As a commercial contracts and procurement lawyer, I’ve seen the same issue play out again and again: contracts have become dense, text-heavy documents – built more for legal protection than for human understanding. Procurement, subsidy control (and its predecessor, state aid) have become overly focused on process, often losing sight of purpose. The result? Real outcomes are often not realised, and when it comes to government-procured contracts, particularly for people-focused services, too often the people they are meant to serve are the ones losing out.
Nowhere is this clearer than in major PPP (Public-Private Partnership)/PFI (Private Finance Initiative) payment contracts. These documents are vast, complex, and intimidating. In the world of PFIs, many of the people who once understood how to contract-manage them have moved on – leaving few people able to hold providers to account, simply because the contracts are so difficult to navigate.
And let’s be honest: most customers find contracts difficult to navigate. They skim. They hope. They trust. But trust shouldn’t be blind – trust should be earned through clarity.
And this is more important now than ever. The way we receive and process information has fundamentally changed too. We live in a world of dashboards, infographics, visual cues, and intuitive user experiences. People expect information to be accessible at a glance. Yet contracts remain stuck in a world of dense paragraphs and archaic formatting. If everything else has evolved to be clearer and more visual, why haven’t contracts?
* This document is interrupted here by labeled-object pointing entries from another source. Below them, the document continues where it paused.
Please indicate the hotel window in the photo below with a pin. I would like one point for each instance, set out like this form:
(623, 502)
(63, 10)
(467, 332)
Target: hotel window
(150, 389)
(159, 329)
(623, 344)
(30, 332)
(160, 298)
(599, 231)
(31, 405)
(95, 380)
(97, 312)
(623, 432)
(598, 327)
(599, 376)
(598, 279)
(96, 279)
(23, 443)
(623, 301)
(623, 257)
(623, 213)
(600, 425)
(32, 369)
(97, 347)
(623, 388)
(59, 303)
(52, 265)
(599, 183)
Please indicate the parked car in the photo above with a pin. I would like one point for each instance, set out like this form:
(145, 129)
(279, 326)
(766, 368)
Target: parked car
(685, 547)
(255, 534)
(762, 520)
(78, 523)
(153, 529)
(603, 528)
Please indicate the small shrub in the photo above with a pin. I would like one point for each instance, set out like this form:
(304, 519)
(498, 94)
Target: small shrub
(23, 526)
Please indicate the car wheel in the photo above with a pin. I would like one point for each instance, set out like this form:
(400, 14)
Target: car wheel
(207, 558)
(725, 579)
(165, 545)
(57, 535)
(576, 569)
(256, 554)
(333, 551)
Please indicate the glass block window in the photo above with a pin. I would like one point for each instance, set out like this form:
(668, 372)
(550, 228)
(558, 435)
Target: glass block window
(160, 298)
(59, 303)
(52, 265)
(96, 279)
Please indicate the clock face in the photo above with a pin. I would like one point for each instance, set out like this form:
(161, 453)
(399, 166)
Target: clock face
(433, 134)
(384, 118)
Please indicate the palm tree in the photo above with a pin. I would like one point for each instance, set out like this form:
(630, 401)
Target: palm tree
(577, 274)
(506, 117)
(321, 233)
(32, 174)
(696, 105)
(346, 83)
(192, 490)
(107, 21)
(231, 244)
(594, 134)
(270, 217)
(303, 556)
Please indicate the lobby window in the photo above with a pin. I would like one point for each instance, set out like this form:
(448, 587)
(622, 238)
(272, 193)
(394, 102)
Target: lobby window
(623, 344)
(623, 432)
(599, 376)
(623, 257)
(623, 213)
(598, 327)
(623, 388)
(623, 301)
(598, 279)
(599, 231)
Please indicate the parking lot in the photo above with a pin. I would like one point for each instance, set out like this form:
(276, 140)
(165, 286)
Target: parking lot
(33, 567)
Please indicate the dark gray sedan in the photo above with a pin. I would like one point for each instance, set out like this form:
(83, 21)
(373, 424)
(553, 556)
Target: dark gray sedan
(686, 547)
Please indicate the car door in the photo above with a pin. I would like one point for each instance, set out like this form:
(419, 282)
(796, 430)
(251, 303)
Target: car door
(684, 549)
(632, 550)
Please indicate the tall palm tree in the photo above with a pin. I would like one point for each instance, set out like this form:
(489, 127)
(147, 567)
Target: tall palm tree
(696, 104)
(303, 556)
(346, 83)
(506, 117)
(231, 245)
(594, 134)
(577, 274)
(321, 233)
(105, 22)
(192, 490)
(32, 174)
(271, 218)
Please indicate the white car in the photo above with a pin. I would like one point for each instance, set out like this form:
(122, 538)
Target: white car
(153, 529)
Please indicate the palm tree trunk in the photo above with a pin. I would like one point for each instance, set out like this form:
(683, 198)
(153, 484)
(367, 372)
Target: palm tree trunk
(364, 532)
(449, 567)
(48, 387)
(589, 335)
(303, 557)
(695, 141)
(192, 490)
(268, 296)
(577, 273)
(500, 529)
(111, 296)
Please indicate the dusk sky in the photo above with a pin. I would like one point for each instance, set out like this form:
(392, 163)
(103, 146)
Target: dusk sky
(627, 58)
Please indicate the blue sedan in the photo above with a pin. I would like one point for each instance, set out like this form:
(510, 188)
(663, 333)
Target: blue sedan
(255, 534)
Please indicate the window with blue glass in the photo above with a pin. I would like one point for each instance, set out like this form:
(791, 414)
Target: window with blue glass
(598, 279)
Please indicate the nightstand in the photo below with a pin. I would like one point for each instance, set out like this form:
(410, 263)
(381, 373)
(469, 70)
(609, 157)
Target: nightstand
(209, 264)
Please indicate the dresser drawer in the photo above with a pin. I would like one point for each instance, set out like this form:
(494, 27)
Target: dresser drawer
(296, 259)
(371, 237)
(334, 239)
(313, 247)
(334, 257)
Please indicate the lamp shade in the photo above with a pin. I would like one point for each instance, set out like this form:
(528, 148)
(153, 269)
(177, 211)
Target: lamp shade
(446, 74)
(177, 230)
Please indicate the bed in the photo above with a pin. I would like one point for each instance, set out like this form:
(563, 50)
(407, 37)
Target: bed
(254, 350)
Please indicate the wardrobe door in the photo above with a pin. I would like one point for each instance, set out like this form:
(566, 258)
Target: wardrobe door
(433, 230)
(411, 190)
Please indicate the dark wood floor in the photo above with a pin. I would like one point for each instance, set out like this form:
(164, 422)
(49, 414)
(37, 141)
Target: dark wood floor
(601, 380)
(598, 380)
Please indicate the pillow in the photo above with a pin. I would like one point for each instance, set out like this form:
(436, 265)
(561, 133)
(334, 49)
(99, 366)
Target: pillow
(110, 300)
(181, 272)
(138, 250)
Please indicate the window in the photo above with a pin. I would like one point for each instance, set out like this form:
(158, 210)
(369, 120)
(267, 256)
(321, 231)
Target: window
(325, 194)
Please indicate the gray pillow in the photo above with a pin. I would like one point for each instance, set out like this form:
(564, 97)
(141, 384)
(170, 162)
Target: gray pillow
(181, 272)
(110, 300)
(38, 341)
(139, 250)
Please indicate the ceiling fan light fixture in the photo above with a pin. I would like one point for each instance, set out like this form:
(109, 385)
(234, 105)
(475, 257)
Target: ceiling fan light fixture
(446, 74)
If we want stronger, healthier, more collaborative relationships with customers and partners, we must move contracts forward – out of the era of legal jargon and into a world where they are visual, intuitive, and genuinely understandable. And for suppliers, this is a smart move too: clarity builds trust.
Imagine contracts that look less like a wall of text and more like a roadmap:
• Clear visuals explaining key terms
• Transparent, plain-language summaries
• Easy ways to see responsibilities, timelines, and outcomes
• A design that invites conversation, rather than shutting it down
When people truly understand the terms, the whole dynamic shifts: confidence replaces uncertainty, shared understanding replaces negotiation friction, and partnership replaces transaction.
This isn’t just about design – it's a mindset shift toward openness, transparency, and trust.
As I move forward, at Stone King we are thinking carefully about how we design contracts that serve real people, not just processes – contracts that strengthen relationships instead of complicating them.
It’s time for change. And it starts with clarity.